Still, Paul heard John do a demo for Ringo to learn the song, and he loved the sound of his old songwriting partner singing it.
“It was fabulous, [John] sang it great” Paul said. “John rarely showed his tender side, but my key memories of John are when he was tender, that’s what has remained with me — those moments where he showed himself to be a very generous, loving person.”
In later years, when people asked Paul about John and his sometimes gruff persona, Paul would point to that song as an example of the tenderness hidden within him.
Many have believed ‘Good Night’ to be a Paul McCartney song.

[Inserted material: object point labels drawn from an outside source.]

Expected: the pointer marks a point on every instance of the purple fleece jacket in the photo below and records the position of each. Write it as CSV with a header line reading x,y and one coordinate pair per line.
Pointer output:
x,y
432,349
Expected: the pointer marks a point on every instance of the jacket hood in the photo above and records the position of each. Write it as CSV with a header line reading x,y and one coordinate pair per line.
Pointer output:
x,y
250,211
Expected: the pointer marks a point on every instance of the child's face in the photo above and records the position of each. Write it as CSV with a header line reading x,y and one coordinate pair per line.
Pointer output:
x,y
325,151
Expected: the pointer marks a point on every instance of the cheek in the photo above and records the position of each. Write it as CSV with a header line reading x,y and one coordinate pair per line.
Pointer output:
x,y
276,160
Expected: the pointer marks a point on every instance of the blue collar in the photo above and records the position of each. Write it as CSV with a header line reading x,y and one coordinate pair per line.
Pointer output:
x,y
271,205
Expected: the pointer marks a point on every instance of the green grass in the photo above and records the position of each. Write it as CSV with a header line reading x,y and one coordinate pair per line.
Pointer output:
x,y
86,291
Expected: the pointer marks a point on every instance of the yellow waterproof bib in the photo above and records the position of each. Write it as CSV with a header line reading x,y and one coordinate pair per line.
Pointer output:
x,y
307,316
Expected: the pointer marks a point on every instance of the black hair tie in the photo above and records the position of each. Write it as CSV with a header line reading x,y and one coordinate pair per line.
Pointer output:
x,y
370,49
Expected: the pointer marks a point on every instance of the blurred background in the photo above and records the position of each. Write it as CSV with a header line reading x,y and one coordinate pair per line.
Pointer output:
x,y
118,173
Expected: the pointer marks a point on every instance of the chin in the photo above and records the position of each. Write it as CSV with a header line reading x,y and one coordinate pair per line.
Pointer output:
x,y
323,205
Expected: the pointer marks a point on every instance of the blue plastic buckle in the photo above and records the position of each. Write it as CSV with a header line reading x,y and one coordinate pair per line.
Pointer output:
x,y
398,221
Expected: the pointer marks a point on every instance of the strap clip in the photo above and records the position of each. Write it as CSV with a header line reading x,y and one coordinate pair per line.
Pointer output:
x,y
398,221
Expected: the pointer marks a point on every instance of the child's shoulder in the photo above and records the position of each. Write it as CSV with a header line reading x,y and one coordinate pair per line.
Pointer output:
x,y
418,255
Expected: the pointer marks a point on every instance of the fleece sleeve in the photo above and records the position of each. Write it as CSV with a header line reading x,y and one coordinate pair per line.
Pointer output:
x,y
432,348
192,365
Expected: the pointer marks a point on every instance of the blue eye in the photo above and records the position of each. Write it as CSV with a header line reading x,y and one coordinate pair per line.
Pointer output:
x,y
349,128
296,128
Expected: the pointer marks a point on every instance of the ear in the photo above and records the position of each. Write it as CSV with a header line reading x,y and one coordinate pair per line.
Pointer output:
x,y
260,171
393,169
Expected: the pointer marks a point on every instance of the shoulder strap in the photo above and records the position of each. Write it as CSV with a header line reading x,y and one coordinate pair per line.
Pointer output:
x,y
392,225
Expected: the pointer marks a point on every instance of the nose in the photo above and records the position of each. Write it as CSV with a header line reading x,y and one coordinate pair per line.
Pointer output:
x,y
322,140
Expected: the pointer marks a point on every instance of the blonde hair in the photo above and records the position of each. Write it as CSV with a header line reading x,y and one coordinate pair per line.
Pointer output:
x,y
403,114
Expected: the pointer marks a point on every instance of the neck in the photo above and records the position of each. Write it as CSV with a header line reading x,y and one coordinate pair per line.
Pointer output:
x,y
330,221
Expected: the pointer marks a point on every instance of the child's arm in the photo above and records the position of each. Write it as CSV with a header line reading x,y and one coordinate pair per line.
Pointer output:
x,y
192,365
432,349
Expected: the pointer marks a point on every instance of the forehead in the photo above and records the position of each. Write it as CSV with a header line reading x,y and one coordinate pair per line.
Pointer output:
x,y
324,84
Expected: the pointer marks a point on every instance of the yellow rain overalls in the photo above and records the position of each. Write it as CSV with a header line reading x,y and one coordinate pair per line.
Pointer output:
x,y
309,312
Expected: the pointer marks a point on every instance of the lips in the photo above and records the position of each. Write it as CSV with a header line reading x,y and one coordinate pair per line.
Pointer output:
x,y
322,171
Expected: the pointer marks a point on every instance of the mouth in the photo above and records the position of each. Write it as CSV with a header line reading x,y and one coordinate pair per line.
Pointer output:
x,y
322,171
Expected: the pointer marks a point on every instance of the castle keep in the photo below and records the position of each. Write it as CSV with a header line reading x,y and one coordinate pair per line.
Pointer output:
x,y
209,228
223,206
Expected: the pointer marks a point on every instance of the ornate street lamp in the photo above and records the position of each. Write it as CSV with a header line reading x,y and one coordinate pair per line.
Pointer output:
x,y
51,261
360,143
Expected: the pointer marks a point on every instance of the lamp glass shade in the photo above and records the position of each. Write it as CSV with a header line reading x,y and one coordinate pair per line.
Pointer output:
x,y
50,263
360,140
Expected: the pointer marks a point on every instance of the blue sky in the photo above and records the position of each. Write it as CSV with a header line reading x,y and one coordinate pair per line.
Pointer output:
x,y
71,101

The Beatles hold a press conference at the Warwick Hotel in New York, August 1966. | Don Paulsen/Michael Ochs Archives/Getty Images
“Good Night,” which John wrote for his son Julian, served as a soothing ending to the unevenly plotted White Album. In 1968, Ringo spoke about the track and what it was like for him to sing it.
“Everybody thinks Paul wrote ‘Good Night’ for me to sing, but it was John who wrote it for me,” he said. “He’s got a lot of soul, John has.” In producer George Martin’s hands, it got the sweeping orchestral treatment John thought it warranted (though he later called it “possibly overlush”).
Ringo wasn’t the only one who thought Paul was the writer behind “Good Night.” Paul remarked on how the song was out of character for John on several occasions. “You could almost be forgiven for thinking ‘Good Night’ was mine, because it’s so soft and melodic and so un-John,” he said in Many Years From Now.
As for the demo of “Good Night” that John sang — and everyone absolutely raved about — that appears to be lost to the world.